M.D. numero 16, 4 maggio 2005

Dibattito
Sanità e logiche di risparmio sul territorio
di Bartolomeo Delzotti, Medico di medicina generale, Urgnano (BG)

Da troppo tempo in Italia si ricorre ad alcune parole magiche quasi che esse di per sé rappresentino la soluzione di problemi sociali, politici ed economici ormai atavici.Tra queste parole le più ricorrenti in questi nostri tempi di rivoluzionari cambiamenti sono “aziendalizzazione” e “privatizzazione”.
Il punto è che non basta essere azienda e non basta agire da o nel privato perché le cose funzionino al meglio.
In un ambito come quello sanitario l’organizzazione aziendale sta producendo un sistema che corre il grave rischio di far prevalere le esigenze del contenimento dei costi a quelle della qualità del servizio, a scapito della tutela della salute. La logica del risparmio sta attecchendo sempre più e alcuni punti del nuovo ACN sono esempi chiari di questa finalità.

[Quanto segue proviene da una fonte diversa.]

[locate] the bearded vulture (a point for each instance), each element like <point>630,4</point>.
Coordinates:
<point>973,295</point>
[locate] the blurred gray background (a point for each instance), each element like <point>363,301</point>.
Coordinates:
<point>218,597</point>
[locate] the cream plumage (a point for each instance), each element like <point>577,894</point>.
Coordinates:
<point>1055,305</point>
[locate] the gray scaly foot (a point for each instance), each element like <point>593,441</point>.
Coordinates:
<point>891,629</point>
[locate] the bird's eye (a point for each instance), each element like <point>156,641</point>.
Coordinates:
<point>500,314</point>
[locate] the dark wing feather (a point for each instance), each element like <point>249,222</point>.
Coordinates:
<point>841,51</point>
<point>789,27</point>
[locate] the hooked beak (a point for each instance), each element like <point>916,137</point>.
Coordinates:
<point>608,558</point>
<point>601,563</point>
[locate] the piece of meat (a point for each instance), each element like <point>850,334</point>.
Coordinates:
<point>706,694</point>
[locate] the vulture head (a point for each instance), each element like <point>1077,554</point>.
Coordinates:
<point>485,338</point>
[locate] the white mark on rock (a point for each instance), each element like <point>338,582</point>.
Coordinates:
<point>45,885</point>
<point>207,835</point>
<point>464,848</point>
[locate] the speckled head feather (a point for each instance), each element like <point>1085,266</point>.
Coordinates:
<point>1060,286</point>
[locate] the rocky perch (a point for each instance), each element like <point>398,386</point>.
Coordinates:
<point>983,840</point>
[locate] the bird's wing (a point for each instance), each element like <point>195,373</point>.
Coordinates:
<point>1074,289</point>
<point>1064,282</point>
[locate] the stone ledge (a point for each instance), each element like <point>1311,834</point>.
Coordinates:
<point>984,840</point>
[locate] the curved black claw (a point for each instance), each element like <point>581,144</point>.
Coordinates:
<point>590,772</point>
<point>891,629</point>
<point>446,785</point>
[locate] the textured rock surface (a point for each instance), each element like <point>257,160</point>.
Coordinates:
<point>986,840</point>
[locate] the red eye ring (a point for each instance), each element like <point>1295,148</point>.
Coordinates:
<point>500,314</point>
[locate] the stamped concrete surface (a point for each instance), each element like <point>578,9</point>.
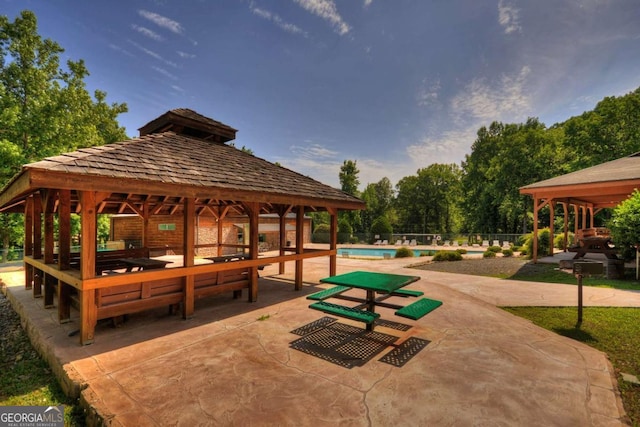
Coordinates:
<point>232,363</point>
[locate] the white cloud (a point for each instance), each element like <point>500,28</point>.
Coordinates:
<point>121,50</point>
<point>153,54</point>
<point>326,9</point>
<point>162,21</point>
<point>508,17</point>
<point>477,104</point>
<point>147,33</point>
<point>480,101</point>
<point>269,16</point>
<point>428,93</point>
<point>313,151</point>
<point>164,72</point>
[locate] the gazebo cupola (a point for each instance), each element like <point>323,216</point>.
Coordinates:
<point>184,121</point>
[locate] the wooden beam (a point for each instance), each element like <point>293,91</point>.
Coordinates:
<point>333,241</point>
<point>299,246</point>
<point>64,254</point>
<point>37,243</point>
<point>88,309</point>
<point>188,257</point>
<point>253,210</point>
<point>28,241</point>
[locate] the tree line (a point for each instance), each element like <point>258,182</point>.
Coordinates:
<point>481,194</point>
<point>46,109</point>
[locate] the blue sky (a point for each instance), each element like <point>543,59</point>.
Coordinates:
<point>394,85</point>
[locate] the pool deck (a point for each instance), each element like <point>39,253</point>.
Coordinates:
<point>232,364</point>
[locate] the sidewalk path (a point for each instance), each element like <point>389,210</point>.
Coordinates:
<point>232,364</point>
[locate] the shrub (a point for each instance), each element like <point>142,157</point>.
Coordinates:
<point>488,254</point>
<point>625,225</point>
<point>447,256</point>
<point>321,233</point>
<point>344,231</point>
<point>382,227</point>
<point>558,240</point>
<point>543,243</point>
<point>404,252</point>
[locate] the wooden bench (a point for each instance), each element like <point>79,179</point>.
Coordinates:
<point>215,283</point>
<point>119,300</point>
<point>328,293</point>
<point>346,312</point>
<point>406,293</point>
<point>419,308</point>
<point>111,260</point>
<point>126,299</point>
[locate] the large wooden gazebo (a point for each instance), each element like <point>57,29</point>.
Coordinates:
<point>180,166</point>
<point>587,191</point>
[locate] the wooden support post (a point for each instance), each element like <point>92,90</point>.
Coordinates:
<point>188,300</point>
<point>552,209</point>
<point>253,209</point>
<point>88,308</point>
<point>28,242</point>
<point>64,254</point>
<point>536,208</point>
<point>37,244</point>
<point>333,241</point>
<point>299,246</point>
<point>48,198</point>
<point>565,209</point>
<point>283,237</point>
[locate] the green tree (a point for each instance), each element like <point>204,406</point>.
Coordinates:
<point>349,183</point>
<point>610,131</point>
<point>625,225</point>
<point>504,158</point>
<point>45,110</point>
<point>379,198</point>
<point>427,203</point>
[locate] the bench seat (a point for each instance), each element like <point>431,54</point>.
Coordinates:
<point>419,308</point>
<point>406,293</point>
<point>328,293</point>
<point>346,312</point>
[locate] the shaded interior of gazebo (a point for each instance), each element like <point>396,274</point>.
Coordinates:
<point>586,191</point>
<point>180,166</point>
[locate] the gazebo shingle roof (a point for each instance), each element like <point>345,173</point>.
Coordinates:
<point>169,163</point>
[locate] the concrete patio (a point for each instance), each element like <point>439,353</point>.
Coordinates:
<point>232,363</point>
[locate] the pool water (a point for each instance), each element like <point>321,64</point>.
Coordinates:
<point>389,253</point>
<point>376,252</point>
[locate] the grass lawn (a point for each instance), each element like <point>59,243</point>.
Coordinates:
<point>613,330</point>
<point>26,379</point>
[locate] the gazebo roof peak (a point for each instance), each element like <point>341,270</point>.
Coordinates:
<point>184,121</point>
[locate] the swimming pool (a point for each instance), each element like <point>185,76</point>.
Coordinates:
<point>387,253</point>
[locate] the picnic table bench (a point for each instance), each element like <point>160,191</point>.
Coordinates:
<point>387,285</point>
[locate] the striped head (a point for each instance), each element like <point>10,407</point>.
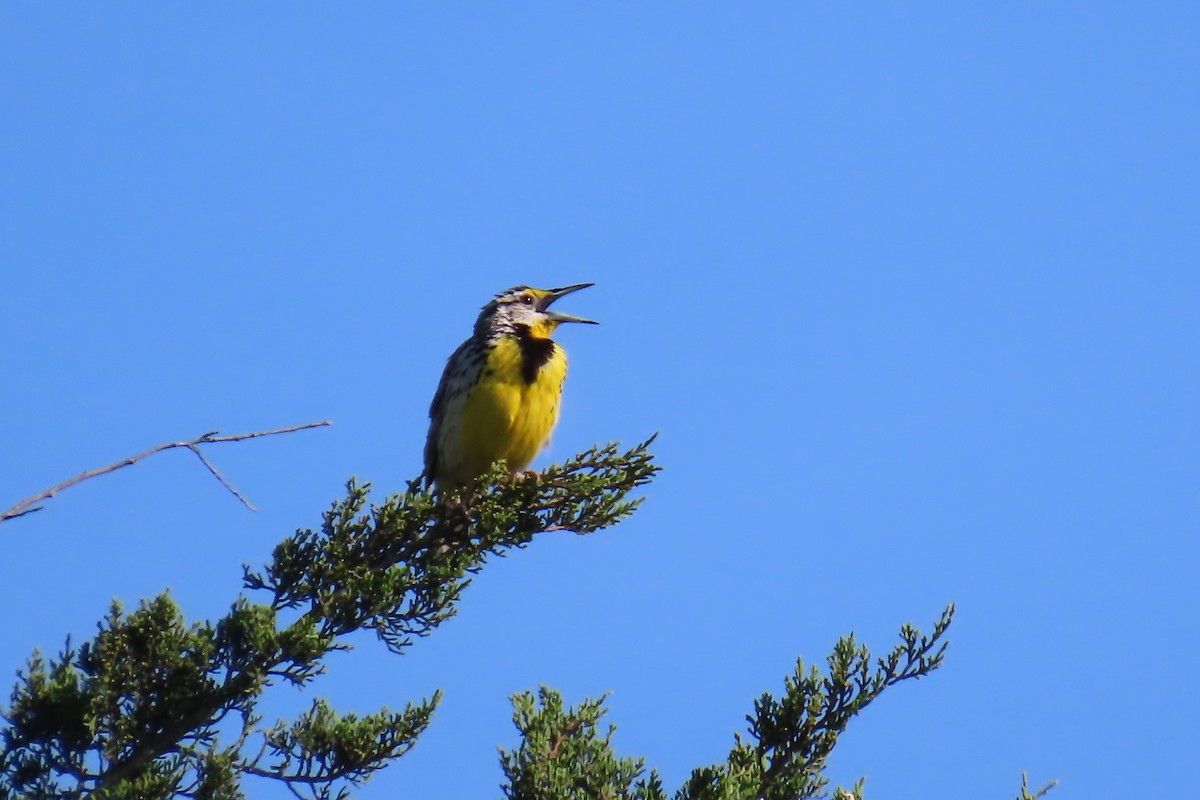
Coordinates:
<point>526,310</point>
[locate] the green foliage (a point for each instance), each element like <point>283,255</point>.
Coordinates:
<point>154,707</point>
<point>144,709</point>
<point>563,755</point>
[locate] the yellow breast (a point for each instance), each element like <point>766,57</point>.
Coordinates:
<point>507,415</point>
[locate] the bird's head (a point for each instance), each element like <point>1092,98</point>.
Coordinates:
<point>526,306</point>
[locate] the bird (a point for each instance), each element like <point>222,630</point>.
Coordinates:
<point>501,390</point>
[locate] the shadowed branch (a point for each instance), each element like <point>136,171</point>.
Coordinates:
<point>29,505</point>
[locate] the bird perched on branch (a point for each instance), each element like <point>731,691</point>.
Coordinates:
<point>501,390</point>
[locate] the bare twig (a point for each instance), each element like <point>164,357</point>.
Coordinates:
<point>210,438</point>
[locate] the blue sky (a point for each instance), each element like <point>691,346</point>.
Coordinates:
<point>910,293</point>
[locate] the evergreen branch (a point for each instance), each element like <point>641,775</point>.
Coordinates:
<point>136,711</point>
<point>29,504</point>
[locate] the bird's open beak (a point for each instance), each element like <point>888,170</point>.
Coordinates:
<point>558,317</point>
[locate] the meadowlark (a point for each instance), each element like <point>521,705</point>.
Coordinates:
<point>501,390</point>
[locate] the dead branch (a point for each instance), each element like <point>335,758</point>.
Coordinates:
<point>211,438</point>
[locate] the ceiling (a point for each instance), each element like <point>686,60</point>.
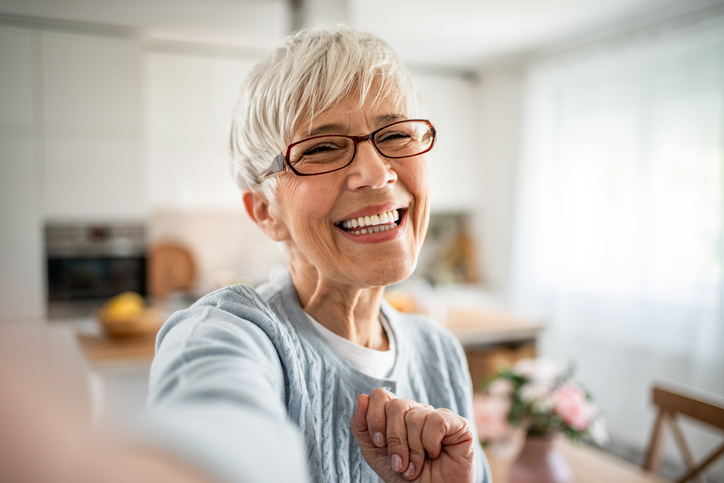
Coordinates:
<point>447,34</point>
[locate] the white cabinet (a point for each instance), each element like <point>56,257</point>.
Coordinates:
<point>21,269</point>
<point>190,99</point>
<point>92,127</point>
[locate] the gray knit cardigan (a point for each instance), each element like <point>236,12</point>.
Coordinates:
<point>246,388</point>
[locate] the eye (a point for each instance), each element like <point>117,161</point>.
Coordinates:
<point>393,136</point>
<point>321,148</point>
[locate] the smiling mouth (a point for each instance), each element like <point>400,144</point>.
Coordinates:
<point>364,225</point>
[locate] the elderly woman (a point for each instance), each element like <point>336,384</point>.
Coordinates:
<point>330,155</point>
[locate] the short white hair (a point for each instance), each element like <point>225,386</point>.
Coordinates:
<point>311,72</point>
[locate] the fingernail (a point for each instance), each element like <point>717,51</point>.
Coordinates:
<point>396,462</point>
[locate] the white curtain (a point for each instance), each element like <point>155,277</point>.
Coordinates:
<point>620,215</point>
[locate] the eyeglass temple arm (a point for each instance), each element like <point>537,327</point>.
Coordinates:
<point>276,166</point>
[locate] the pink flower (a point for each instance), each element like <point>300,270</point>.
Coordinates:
<point>491,416</point>
<point>573,407</point>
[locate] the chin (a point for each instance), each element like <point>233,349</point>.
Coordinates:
<point>383,275</point>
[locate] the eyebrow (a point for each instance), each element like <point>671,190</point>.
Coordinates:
<point>335,128</point>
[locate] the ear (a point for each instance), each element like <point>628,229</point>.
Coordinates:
<point>265,215</point>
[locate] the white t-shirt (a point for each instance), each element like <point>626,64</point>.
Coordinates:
<point>374,363</point>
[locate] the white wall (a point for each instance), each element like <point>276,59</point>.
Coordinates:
<point>497,143</point>
<point>95,126</point>
<point>71,146</point>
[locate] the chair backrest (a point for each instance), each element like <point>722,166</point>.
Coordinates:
<point>674,402</point>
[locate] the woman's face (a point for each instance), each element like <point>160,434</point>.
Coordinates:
<point>316,209</point>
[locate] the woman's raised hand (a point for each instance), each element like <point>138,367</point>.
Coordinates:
<point>403,440</point>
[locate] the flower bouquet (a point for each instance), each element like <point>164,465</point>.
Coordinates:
<point>541,398</point>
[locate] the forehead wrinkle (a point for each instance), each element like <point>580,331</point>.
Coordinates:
<point>337,128</point>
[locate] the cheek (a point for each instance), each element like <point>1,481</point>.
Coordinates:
<point>418,182</point>
<point>307,203</point>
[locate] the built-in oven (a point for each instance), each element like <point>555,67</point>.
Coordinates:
<point>87,263</point>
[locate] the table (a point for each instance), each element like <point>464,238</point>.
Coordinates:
<point>117,370</point>
<point>589,465</point>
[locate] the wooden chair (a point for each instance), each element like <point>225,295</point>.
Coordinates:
<point>671,404</point>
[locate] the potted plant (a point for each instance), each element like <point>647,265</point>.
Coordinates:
<point>541,398</point>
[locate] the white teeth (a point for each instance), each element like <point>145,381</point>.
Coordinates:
<point>374,223</point>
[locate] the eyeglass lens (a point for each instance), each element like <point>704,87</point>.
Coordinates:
<point>327,153</point>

Come medico di famiglia che ha seguito nel tempo l’evoluzione di un sistema sanitario pubblico, comunque tra i primi al mondo, sento il dovere di richiamare l’attenzione su alcune modalità di erogazione dei servizi sanitari che, in nome dell’efficacia ed efficienza, non fanno altro che obbedire a logiche di risparmio. Partiamo dalle note, prima CUF ora AIFA. Il prontuario farmaceutico comprende farmaci con indicazioni terapeutiche autorizzate dal ministero della Salute; ora si presuppone che essi si possano e si debbano prescrivere in quanto efficaci, altrimenti non si capisce il motivo della loro presenza nel prontuario. Ebbene, esiste una commissione che giudica quando come e perché determinati farmaci possano essere prescritti a carico del Ssn dal medico curante, il quale è tenuto al rimborso del costo degli stessi farmaci in caso di non adesione alle note AIFA.
In questo caso la logica del risparmio conduce ad una discriminazione tra i cittadini che possono permettersi di acquistare il farmaco e quelli che non possono permetterselo.
Con il nuovo ACN per la medicina generale si rende obbligatoria l’adesione a linee guida e percorsi diagnostico-terapeutici, pena la revoca del rapporto di lavoro. Con una tale logica decade definitivamente il ruolo del Mmg quale medico della persona. Il medico non si troverà più di fronte ad una persona, ma ad una malattia e bisognerà seguire dei percorsi prestabiliti uguali per tutti, medici e pazienti. Di conseguenza ci sarà una spersonalizzazione del rapporto medico-paziente. Il Mmg da medico di fiducia del paziente si trasformerà così in medico di fiducia dell’Asl. Vista l’obbligatorietà è lecito chiedersi se rendere uniforme l’operato dei medici non sia che un modo per facilitare il controllo della spesa e raggiungere ancora una volta l’obiettivo del risparmio.

Accentramento


Si vogliono creare delle strutture definite UTAP con almeno 10 Mmg che devono coprire un territorio che va da 20.000 a 40.000 assistiti, ove i medici garantiranno l’assistenza 24 ore su 24 e 7 giorni su 7. Nobile intento, peccato che il cittadino non sempre troverà il proprio medico curante e dovrà recarsi in un paese più o meno limitrofo o all’altro capo della città per assicurarsi l’assistenza. Scomparirà quella capillare distribuzione degli studi medici che sicuramente ha contribuito alla tutela della salute nel territorio.
Anche in questo caso traspare la finalità economica. Il responsabile della struttura infatti sarà un medico che dovrà gestire un budget che non potrà superare in alcun modo, altrimenti sarà costretto a mandare indietro i pazienti o a rimandarli all’anno successivo, come già accaduto in alcune cliniche private convenzionate nel momento in cui hanno raggiunto il tetto di spesa prefissato, ossia hanno terminato il budget a disposizione.

Le scelte regionali


Queste logiche di risparmio hanno caratterizzato gran parte delle scelte politiche sul territorio.
Per esempio la decisione politica della Regione Lombardia di separare l’Ospedale dal territorio ha reso il sistema ancora più debole e più facilmente assoggettabile a logiche di risparmio tendenti a minare la qualità del servizio. Anche gli Ospedali pubblici infatti sono in difficoltà e i medici che vi operano, unitamente a quelli del territorio, vivono un profondo disagio che può rappresentare il preludio di un degrado inevitabile della Sanità Pubblica, aprendo la strada a forme di assistenza gestite da enti assicurativi privati. Sarebbe ora di aprire un serio dibattito su tali questioni per evitare gli sprechi, ottimizzare i costi, ma soprattutto per chiedere l’adeguato finanziamento ad un Ssn pesantemente sotto-finanziato rispetto alle esigenze di una medicina moderna e di qualità.